In a bid to avoid possible losses, existing policyholders may desperately hunt for other improper, if not illegal, ways to skirt restrictions and bring in money to pay premiums, since the previously valid payment channel was blocked.
"That may eventually run counter to the nationwide campaign against illicit capital flight," Yung said.
He believed a more reasonable way to strike a balance was to ease restrictions on UnionPay cards for existing policyholders, with the curbs remaining valid for any potential new clients from the mainland.
As the mainland authorities tightened their grip on mainland residents buying policies from Hong Kong's insurers, local insurance companies would shift their focus back to the Hong Kong market, at least for the time being, Yung reckoned.
For the first three quarters of last year, mainland visitors spent HK$48.9 billion on insurance policies in Hong Kong, accounting for 37 percent of insurance sales for individual business during the period and going far beyond the HK$31.6 billion for the whole of 2015, according to data from the Office of the Commissioner of Insurance in Hong Kong.
"You can certainly interpret the statistics from various angles.
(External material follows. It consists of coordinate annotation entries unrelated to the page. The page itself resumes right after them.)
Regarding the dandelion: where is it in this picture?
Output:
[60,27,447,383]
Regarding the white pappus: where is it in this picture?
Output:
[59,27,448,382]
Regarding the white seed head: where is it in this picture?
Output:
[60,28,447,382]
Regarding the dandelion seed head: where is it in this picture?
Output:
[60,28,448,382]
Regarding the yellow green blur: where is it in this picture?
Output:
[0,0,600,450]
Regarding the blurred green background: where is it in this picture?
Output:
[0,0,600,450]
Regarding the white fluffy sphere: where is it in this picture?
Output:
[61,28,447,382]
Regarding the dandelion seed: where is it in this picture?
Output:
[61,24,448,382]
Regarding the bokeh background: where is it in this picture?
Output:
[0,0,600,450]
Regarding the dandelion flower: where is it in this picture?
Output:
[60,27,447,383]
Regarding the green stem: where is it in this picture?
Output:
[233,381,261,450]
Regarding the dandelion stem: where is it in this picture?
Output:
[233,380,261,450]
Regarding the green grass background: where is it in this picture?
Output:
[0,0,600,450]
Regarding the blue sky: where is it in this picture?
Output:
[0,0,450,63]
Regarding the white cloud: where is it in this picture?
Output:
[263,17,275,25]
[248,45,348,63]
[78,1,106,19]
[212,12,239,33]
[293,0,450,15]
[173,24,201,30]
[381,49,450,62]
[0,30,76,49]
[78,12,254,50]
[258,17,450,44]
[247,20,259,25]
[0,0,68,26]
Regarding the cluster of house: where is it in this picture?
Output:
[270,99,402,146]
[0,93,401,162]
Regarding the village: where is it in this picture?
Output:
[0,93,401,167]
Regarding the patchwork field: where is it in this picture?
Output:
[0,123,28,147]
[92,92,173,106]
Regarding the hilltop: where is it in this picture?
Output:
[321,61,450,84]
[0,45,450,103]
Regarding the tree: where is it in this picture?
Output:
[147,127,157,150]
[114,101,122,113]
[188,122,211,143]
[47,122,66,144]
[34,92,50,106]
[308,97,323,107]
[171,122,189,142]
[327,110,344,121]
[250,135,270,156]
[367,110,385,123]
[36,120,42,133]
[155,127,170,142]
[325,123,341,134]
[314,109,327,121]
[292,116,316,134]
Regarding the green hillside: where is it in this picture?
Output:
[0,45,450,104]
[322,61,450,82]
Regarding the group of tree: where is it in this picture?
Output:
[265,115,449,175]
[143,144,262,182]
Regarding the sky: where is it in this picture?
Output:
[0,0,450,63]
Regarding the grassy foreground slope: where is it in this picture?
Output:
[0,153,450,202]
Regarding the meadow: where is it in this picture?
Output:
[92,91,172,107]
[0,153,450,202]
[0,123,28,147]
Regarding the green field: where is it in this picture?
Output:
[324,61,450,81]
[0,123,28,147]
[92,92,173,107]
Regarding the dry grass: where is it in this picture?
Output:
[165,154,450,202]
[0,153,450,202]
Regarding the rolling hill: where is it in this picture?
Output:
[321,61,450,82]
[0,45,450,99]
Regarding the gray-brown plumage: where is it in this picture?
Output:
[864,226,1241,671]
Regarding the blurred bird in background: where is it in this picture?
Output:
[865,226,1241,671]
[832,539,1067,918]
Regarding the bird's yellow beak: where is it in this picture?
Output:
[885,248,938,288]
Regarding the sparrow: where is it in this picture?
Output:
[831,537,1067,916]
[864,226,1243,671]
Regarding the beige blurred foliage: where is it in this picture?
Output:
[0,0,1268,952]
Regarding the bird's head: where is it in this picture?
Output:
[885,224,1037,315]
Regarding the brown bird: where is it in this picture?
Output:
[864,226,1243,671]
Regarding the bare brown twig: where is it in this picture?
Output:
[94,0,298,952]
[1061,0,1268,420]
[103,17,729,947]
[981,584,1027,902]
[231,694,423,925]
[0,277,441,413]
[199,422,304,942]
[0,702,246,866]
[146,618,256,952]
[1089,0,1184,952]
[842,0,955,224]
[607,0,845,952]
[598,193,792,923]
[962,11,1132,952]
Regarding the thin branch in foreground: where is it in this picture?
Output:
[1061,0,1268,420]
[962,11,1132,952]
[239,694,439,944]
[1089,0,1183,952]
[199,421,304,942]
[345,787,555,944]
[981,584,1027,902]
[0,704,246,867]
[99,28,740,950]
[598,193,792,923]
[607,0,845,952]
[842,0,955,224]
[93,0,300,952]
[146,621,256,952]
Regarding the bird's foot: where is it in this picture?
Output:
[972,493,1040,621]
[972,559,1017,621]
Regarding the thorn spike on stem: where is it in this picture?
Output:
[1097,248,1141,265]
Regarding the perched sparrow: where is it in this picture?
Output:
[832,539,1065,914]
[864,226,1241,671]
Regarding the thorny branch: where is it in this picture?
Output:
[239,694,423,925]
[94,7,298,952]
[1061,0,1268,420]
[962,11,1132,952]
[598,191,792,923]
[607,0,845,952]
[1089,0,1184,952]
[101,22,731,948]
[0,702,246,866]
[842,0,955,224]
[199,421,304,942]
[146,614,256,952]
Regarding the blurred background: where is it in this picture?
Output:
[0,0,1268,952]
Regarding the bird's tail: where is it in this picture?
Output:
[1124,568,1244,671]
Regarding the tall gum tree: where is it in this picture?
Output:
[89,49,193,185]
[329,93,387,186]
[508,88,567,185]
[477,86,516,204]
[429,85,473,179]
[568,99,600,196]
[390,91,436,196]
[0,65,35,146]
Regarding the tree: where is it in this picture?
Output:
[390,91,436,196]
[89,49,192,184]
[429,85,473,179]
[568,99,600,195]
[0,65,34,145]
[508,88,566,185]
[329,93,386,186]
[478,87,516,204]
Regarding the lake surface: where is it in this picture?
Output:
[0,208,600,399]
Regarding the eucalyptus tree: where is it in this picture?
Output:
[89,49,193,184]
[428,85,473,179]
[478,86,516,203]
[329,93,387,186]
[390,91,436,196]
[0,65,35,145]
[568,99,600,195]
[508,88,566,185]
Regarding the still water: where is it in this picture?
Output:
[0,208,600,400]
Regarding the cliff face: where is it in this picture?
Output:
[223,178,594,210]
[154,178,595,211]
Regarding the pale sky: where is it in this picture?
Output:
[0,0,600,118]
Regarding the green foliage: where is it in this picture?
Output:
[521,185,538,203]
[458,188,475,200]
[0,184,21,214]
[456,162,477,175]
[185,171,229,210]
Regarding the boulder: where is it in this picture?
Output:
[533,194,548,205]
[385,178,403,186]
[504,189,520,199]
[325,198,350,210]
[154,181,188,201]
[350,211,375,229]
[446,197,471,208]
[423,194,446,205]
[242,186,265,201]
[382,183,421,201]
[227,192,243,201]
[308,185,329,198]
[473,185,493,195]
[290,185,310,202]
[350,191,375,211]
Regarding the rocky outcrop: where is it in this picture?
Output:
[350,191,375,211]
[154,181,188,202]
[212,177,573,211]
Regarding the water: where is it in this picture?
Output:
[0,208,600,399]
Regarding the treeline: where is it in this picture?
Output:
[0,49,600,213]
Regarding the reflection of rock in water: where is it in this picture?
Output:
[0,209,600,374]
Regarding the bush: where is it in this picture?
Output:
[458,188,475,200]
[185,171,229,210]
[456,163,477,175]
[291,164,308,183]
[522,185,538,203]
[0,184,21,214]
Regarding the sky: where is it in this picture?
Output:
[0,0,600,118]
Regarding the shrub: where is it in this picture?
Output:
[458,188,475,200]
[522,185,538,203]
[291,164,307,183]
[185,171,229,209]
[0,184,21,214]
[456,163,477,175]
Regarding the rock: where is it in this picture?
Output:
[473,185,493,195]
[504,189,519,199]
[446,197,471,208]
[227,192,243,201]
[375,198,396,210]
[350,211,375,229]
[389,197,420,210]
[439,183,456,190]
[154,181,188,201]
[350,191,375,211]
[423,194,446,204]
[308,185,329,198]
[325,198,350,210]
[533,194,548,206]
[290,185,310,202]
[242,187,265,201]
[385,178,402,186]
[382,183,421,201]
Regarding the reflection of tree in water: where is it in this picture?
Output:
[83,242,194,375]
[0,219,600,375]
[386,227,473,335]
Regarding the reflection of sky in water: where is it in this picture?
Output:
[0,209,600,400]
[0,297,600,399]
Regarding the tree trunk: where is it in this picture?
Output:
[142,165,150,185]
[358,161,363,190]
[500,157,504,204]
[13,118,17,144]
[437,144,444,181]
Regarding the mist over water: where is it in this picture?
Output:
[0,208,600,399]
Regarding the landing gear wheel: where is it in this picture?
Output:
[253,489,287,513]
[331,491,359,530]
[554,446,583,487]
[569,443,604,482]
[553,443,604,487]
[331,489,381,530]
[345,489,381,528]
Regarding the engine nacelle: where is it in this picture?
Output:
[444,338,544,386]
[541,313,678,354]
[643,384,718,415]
For one thing, the mainland people's contribution hovers at 37 percent, indicating that the local market still has some potential to be tapped," Yung said.
Insurers also targeted foreigners and mainlanders working in Hong Kong as potential customers. Still, in the long run, the massive mainland market was a land of opportunity that Hong Kong insurers could not afford to be excluded from, Yung observed.
Under the Closer Economic Partnership Arrangement, Hong Kong insurers eligible for access to the mainland market are required to operate in the SAR for no less than 30 years and set up an office on the mainland for no fewer than two years, with total assets of not less than $5 billion.
"Basically, very few local insurance companies could meet the criteria, which means almost no Hong Kong insurer obtains the 'admission ticket' to make inroads into mainland market," he noted.
Yung hoped the threshold could be lowered, letting Hong Kong's well-established and experienced life insurance companies to head north. This would introduce advanced experience to the mainland, where investment-hungry insurers often adopt aggressive strategies that come at the expense of their solvency and policyholders' interests.